For two-and-a-half years the overseas aid agency campaigned to have Irish treasury funds taken out of investments in oil and gas exploration, production and distribution. As the campaign gathered momentum, the Irish Catholic hierarchy and religious organisations led the way in divesting out of the petrochemical sector.
Aid agencies such as Trócaire and Caritas International see the damage being caused to vulnerable communities due to the impact of global warming and argue that the world must find more sustainable forms of energy.
Donegal-based independent TD Thomas Pringle sponsored a bill in the Oireachtas to legally compel the Irish Strategic Investment Fund (ISIF) to sell off its investments in the exploitation of gas and oil.

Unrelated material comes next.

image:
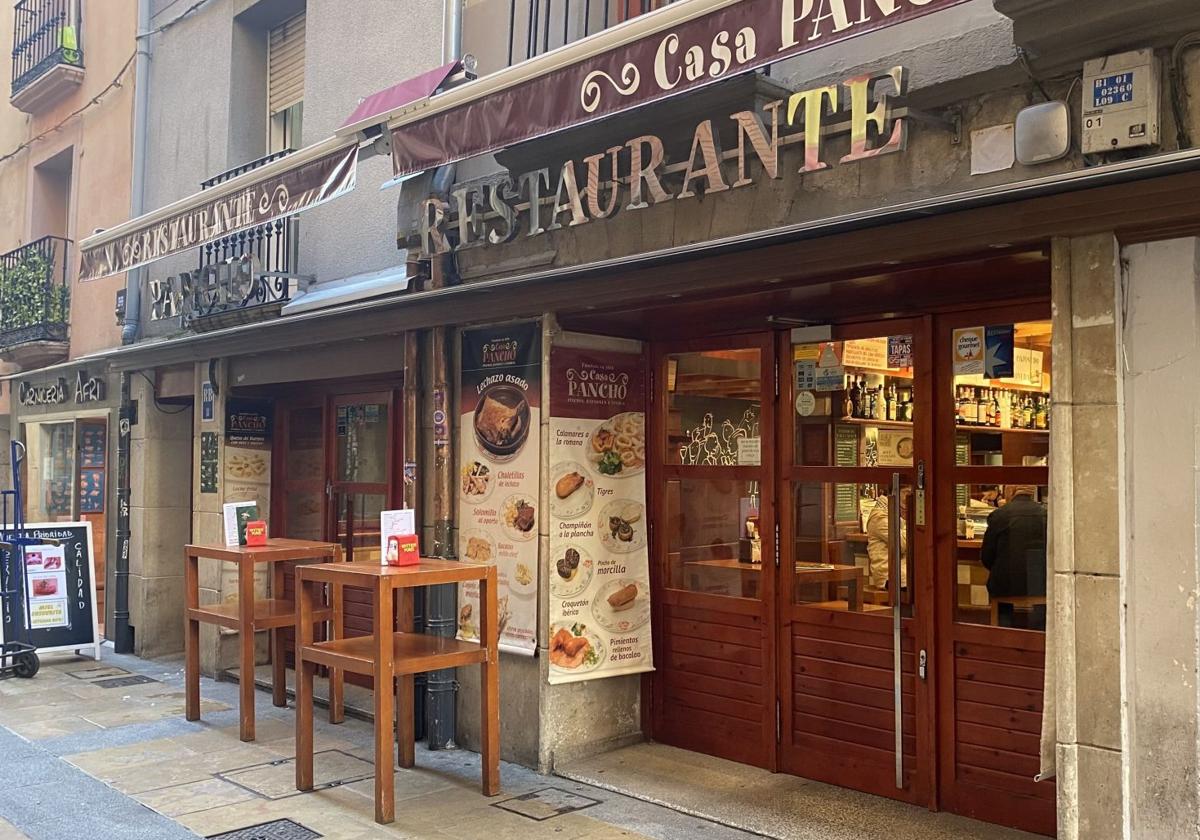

These fossil-fuel investments, spread across 150 companies worldwide, were worth €318 million as of June last year.
The investments had to be sold off following the passing of the Fossil Fuel Divestment Act in December 2018.
When the Trócaire team collected the Dóchas award last week they were joined onstage by Mr Pringle who brought the campaign to fruition.
He has also been nominated for a European Innovation in Politics Award later this year. He told the Donegal Democrat newspaper: “So much work went into the Act with people from Trocaire, the Global Divestment Campaign and campaign activists supporting its progress through the Dáil and putting pressure on the Government to finally vote it through. It’s also a testament to the success accrued in new politics despite criticism of the current arrangement and proves that Independents can legislate and are capable of being legislatures of change.”
At the Dóchas Awards in Dublin, Trócaire was also short-lilsted for the ‘Best Collaboration’ award for its work in developing a new ‘badge’ for the Irish Girl Guides.
The badge may be earned at Ladybirds (5-7 years old), Brownie (7-10 years old) and Guide (10-14 years old) and it involves becoming more aware of climate change issues and how these can be mitigated. At present, the Irish Girl Guides has some 12,000 members across the country.
The Dóchas Awards are organised by the Irish Association of Non-Governmental Development Organisations, which has a membership of 42 different organisations, plus an additional 13 organisations that are ‘associate members’.